This is an open-access article distributed under the terms of the Creative Commons Attribution-Non Commercial-Share Alike 4.0 License, which allows others to remix, tweak, and build upon the work non-commercially, as long as the author is credited and the new creations are licensed under the identical terms.

How to cite this article: Franco-Restrepo JE, Vargas RA. Behavioural and molecular effects of alcohol in the stress model of zebrafish. Indian J Physiol Pharmacol 2021;65:153-61.

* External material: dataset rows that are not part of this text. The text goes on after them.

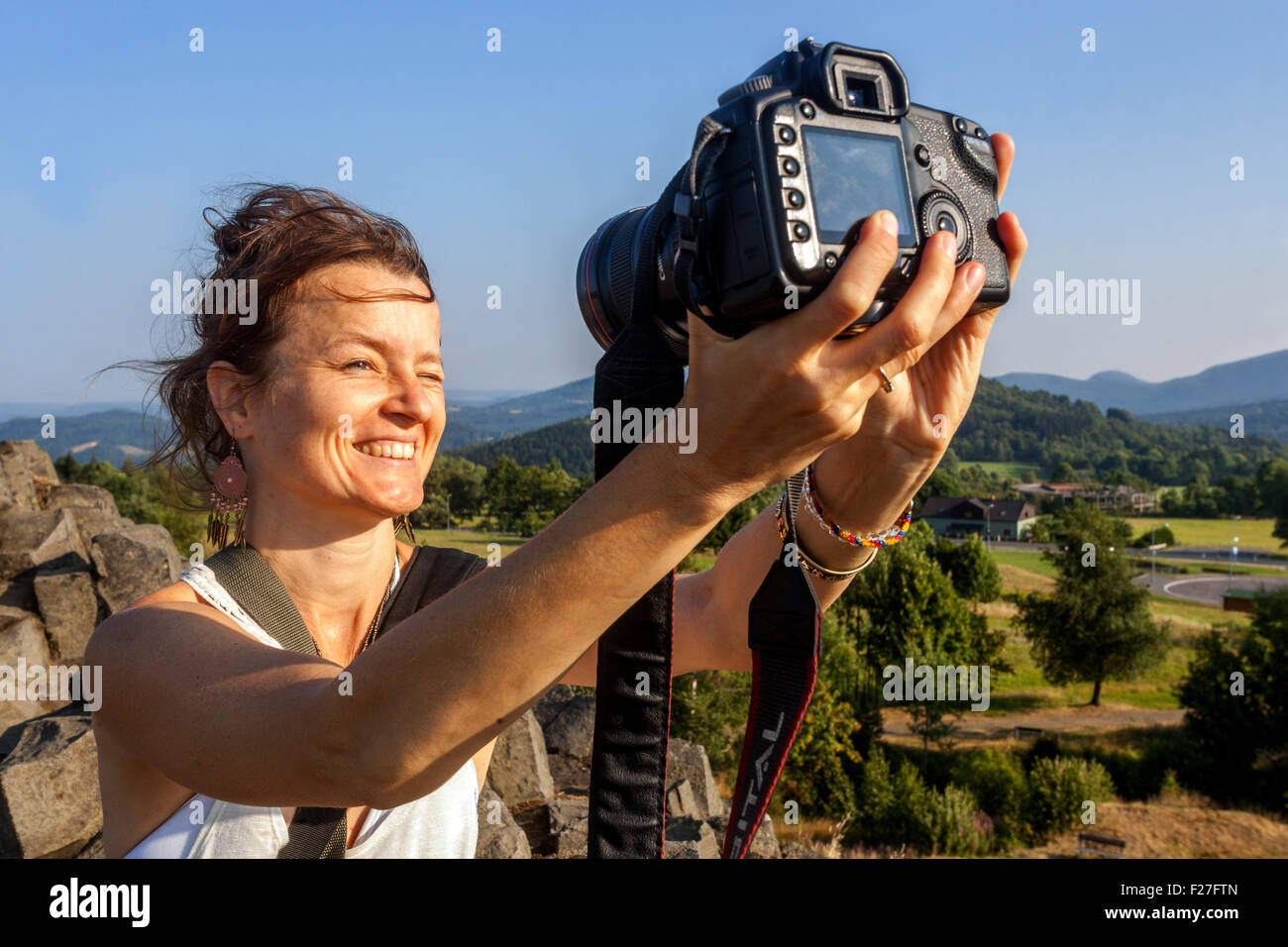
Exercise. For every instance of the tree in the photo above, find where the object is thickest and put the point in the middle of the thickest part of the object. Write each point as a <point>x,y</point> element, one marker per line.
<point>1063,474</point>
<point>1280,530</point>
<point>973,571</point>
<point>1235,694</point>
<point>1096,626</point>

Stress and anxiety disorders are common health problems that have been related to an increase in the likelihood of developing addictions, which have individual and social consequences. Although socially acceptable, alcohol is a substance that can generate dependence and abuse. Alcohol misuse, its relationship with stress and its consequences have been studied; however, multiple limitations are placed on clinical research in humans. In this exploratory work, we analysed the behavioural and molecular effects of joint exposure to ethanol and an unpredictable stress protocol (USP) in adult zebrafish.

Materials and Methods:

Adult zebrafish behaviour was studied employing unpredictable stress and behavioural tests. The tests were performed in stressed and nonstressed animals with and without exposure to known concentrations of alcohol. To evaluate the behaviour, tracking techniques were used on video recordings and parameters such as distance travelled, swimming speed and place preference as well as aggression patterns with mirror proximity tests were measured. In the control and 0.75% alcohol group, the expression of candidate stress-related genes (slc6a4a, slc6a3, comta and bdnf3) was analysed by RT-qPCR.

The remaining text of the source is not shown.